Prometheus Performance Tuning
Introduction
As your infrastructure grows, your monitoring needs grow with it. Prometheus is an excellent tool for monitoring and alerting, but without proper tuning, it can become a bottleneck in your observability stack. This guide focuses on performance tuning techniques to ensure Prometheus scales efficiently with your environment.
Performance tuning is essential when:
- You're monitoring thousands of targets
- You're collecting millions of time series
- Your queries are becoming slow
- Prometheus is consuming too much memory or CPU
- Your storage requirements are growing rapidly
Understanding Prometheus Resource Usage
Before optimizing, it's important to understand how Prometheus uses resources:
- Memory Usage: Prometheus keeps recent data points in memory for faster query performance.
- CPU Usage: CPU is consumed during scraping, rule evaluation, and query processing.
- Disk I/O: Prometheus continuously writes data to disk and reads historical data during queries.
- Storage: The TSDB (Time Series Database) can grow significantly with high cardinality data.
Key Performance Metrics to Monitor
First, let's learn how to monitor Prometheus itself:
- job_name: 'prometheus'
  static_configs:
  - targets: ['localhost:9090']
Important metrics to track:
# Memory usage
process_resident_memory_bytes{job="prometheus"}
# CPU usage
rate(process_cpu_seconds_total{job="prometheus"}[5m])
# Ingestion rate
rate(prometheus_tsdb_head_samples_appended_total[5m])
# Time series count
prometheus_tsdb_head_series
Storage Optimization
Retention Settings
Control how long Prometheus stores data:
# In prometheus.yml
storage:
  tsdb:
    retention.time: 15d    # How long to retain data
    retention.size: 100GB  # Max storage size (Prometheus 2.x)
Compression
Prometheus 2.x applies compression by default, but you can adjust it:
storage:
  tsdb:
    out_of_order_time_window: 30m  # Allows slight reordering of samples
    wal_compression: true          # Compress the write-ahead log
Query Optimization
Recording Rules
Pre-compute expensive queries to improve dashboard performance:
# In prometheus.yml
rule_files:
  - "recording_rules.yml"
# In recording_rules.yml
groups:
  - name: cpu_usage_rules
    interval: 1m
    rules:
      - record: job:node_cpu_utilization:avg_rate5m
        expr: avg by (job) (rate(node_cpu_seconds_total{mode!="idle"}[5m]))

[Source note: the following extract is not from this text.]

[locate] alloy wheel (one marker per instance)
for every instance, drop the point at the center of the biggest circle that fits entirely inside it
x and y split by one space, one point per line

This creates a new metric job:node_cpu_utilization:avg_rate5m that can be queried directly without recalculating.
Query Efficiency Tips
- Use appropriate time ranges in rate()functions
- Limit label cardinality with withoutorby
- Use topkto limit result sizes
# Inefficient
rate(http_requests_total[5m])
# More efficient (limits to top 10 services by request rate)
topk(10, sum by (service) (rate(http_requests_total[5m])))
Cardinality Management
High cardinality (too many unique time series) is the #1 performance issue in Prometheus.
Reducing Cardinality
- Limit labels: Only use labels that provide meaningful dimensions for queries.
- Avoid high-cardinality labels: Don't use user IDs, email addresses, or unique request IDs as labels.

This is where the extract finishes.